EtherDelta’s smart contract was coded to, among other things, validate order messages, confirm the terms and conditions of orders, execute paired orders, and direct the distributed ledger to be updated to reflect a trade. The SEC found that EtherDelta’s activities clearly fell within the definition of an exchange and that EtherDelta’s founder caused the platform’s failure either to register as an exchange or operate pursuant to an exemption.

Going forward, it’s clear that all exchanges will need to register with the SEC to stay on the right side of the law, and at a minimum should be prepared to introduce stronger KYC/AML processes.

Broker-Dealer Registration

As is the case with traditional securities, anyone that facilities the issuance of ICOs may be acting as a “broker” or “dealer” that is required to register with the SEC and be licensed by FINRA.

This means that anyone engaged in the business of effecting transactions in securities for the accounts of others must be licensed to do so. While we usually think of Investment Banks or Security Brokerage Firms as broker-dealers, this definition can be much broader.

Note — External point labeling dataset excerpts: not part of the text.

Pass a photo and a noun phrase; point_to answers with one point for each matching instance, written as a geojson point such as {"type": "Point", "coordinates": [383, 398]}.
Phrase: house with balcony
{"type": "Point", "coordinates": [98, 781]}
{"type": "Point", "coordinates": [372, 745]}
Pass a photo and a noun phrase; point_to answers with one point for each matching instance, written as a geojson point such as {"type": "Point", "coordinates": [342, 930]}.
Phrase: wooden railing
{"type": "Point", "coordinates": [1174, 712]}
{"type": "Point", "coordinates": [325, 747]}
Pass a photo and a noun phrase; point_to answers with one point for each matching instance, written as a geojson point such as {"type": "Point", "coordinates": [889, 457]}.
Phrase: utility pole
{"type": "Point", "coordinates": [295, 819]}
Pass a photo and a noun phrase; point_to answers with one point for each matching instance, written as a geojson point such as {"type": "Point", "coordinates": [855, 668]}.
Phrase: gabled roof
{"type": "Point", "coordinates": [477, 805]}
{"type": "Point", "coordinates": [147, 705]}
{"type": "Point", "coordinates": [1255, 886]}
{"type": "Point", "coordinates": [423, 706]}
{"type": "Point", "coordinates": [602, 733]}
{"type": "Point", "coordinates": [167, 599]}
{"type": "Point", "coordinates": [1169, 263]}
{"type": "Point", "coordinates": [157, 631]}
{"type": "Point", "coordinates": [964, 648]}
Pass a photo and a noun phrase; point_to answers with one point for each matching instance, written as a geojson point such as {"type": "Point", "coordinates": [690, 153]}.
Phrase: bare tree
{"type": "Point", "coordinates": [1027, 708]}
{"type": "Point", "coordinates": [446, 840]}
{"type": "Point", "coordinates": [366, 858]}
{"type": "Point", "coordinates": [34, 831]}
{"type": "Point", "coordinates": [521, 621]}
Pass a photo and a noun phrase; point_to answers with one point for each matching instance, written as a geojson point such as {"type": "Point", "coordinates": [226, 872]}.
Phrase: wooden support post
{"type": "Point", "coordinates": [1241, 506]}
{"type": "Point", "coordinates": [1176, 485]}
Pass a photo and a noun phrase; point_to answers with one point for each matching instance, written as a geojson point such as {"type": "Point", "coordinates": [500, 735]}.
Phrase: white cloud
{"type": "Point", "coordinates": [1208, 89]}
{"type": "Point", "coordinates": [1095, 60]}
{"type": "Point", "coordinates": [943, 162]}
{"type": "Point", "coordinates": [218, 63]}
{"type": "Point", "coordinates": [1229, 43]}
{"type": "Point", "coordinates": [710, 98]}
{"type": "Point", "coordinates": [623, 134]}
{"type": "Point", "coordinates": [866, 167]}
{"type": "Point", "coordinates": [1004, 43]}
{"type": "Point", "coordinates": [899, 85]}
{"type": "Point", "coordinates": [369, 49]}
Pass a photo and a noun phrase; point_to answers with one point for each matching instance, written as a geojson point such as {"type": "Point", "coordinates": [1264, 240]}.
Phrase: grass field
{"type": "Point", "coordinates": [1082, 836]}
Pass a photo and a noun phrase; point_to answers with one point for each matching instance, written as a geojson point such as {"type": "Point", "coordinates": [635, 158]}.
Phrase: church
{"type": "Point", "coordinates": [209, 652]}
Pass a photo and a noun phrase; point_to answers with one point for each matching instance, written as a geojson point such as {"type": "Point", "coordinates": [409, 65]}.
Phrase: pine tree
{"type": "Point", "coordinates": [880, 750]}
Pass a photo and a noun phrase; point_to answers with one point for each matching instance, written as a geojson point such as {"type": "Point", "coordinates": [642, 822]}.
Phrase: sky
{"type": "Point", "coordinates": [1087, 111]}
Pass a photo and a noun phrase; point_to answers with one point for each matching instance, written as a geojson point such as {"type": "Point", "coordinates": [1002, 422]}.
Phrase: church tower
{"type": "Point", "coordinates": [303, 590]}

The SEC highlighted the case of TokenLot, an “ICO superstore” where investors had the ability to purchase ICOs. Although TokenLot was not a traditional securities exchange, its activities included marketing and facilitating the sale of crypt, accepting investors’ orders and funds for payment, and enabling the disbursement of proceeds to the ICO issuers. TokenLot also received compensation based on a percentage of the proceeds raised in the ICOs, subject to a guaranteed minimum commission.

The SEC ordered TokenLot to pay penalties of approximately $500,000 in “disgorgement of profits” and banned its founders from operating another investment company for at least 3 years.

And TokenLot got off easy according to SEC officials.

“The penalties in this case reflect the prompt cooperation and remedial actions by TokenLot…” said Steven Peikin, Co-Director of the SEC’s Enforcement Division. “TokenLot…provided valuable information to Commission staff, stopped the conduct, and refunded money to investors.”

What does this mean for Crypto Law Insiders?

While it’s not pleasant to see crypto-related projects shut down, at least the SEC is providing regulatory clarity to the industry. These unpleasant actions will provide the necessary framework for Insiders to move forward.

Of course, it’s unlikely we will see the same kind of frenzied ICO activity as we did in 2017, though that may be a good thing given all the scams and frauds. Going forward, we should see an emphasis on more quality projects, backed by competent teams that are willing and able to procure SEC registration.

Insiders should be prepared for a big wave of SEC actions against previously completed but unregistered ICOs. I will be writing on that soon but I can’t emphasize enough how limited the window is for coming clean and getting compliant. The SEC has shown a path to compliance and it will expect issuers to take it. If you launched in ICO, I encourage you to seek legal counsel immediately. Failure to do so may result in a lot more than monetary fines.